In February 2024, Luke Evans and Milla Jovovich joined the cast in undisclosed roles, and Billie Boullet was cast as their daughter the following month along with Mila Harris.

===Filming===
Principal photography began on March 13, 2024, in Northern Ireland, and wrapped on April 22.

==Release==
In May 2024, Signature Entertainment acquired UK and Irish distribution rights to the film from the Exchange at the Marché du Film, planning to release the film sometime in 2025. The film was first released in the Philippines on November 5, 2025. Aura Entertainment released the film in the United States on January 30, 2026. Signature Entertainment released the film digitally in the United Kingdom on March 7.

==Reception==

Nicholas Brooks of CBR gave the film a rating of 5/10 and he wrote: "World Breaker feels like half of a movie, or an extended short film that serves more as a teaser for this universe and its characters without much depth".

Ben Kenigsberg of The New York Times wrote a negative review of the film, simply saying that: "January movies don’t come duller".
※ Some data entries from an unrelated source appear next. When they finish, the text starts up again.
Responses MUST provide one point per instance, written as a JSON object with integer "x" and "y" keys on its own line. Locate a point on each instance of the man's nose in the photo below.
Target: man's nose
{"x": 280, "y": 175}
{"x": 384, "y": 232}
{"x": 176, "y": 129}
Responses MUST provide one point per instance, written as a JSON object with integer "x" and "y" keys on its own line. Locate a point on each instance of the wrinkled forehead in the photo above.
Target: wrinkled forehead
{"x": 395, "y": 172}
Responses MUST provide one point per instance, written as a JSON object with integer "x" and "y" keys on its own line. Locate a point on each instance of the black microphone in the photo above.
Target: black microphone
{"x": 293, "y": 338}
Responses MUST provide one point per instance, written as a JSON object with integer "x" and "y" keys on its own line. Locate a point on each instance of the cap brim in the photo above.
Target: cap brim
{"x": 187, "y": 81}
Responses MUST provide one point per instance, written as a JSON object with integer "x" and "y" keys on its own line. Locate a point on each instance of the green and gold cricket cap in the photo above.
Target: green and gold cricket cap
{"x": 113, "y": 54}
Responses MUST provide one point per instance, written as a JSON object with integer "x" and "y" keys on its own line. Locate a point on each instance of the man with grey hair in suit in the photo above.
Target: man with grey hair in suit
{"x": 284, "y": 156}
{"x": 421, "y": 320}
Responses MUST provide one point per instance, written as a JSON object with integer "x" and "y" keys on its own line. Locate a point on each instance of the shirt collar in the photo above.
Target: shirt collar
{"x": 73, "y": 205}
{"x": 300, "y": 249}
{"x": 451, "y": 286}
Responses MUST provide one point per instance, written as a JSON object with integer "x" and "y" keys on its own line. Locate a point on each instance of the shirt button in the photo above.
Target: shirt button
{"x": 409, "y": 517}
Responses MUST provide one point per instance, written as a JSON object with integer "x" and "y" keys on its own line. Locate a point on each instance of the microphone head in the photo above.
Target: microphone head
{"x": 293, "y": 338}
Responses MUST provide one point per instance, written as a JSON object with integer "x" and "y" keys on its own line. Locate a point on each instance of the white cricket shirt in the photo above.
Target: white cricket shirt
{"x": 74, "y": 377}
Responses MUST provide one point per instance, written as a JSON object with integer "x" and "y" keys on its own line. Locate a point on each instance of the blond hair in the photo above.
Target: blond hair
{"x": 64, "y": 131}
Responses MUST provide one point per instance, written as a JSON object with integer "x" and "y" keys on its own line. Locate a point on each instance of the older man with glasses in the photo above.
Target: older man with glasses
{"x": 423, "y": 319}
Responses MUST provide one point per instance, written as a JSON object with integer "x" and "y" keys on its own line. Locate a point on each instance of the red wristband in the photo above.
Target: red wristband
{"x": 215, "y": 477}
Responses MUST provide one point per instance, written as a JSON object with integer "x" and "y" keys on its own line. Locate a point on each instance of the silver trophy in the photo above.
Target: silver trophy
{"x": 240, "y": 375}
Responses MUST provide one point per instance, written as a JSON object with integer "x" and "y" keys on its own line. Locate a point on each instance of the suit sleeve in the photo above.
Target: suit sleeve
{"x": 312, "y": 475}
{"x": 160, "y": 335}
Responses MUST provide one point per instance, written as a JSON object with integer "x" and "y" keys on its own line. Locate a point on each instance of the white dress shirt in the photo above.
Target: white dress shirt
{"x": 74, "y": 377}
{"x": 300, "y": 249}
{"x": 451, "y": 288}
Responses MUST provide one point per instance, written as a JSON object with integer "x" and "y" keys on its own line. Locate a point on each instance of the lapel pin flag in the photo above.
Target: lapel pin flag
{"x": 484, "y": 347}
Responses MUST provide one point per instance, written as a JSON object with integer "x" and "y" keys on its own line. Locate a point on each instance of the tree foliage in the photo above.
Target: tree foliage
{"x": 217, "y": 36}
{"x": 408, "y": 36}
Matthew Jackson of Bloody Disgusting rated the film 2.5/5 and wrote: "Like its lead character, a girl on the brink of battle, it’s a film trapped between inaction and the final charge, and we’re trapped right along with it".

Nathaniel Muir of AIPT gave positive feedback on the film and said: "Boullet and Evans are fine in their respective roles, but it always feels like the story has more to say. This is seen most in the final act of World Breaker".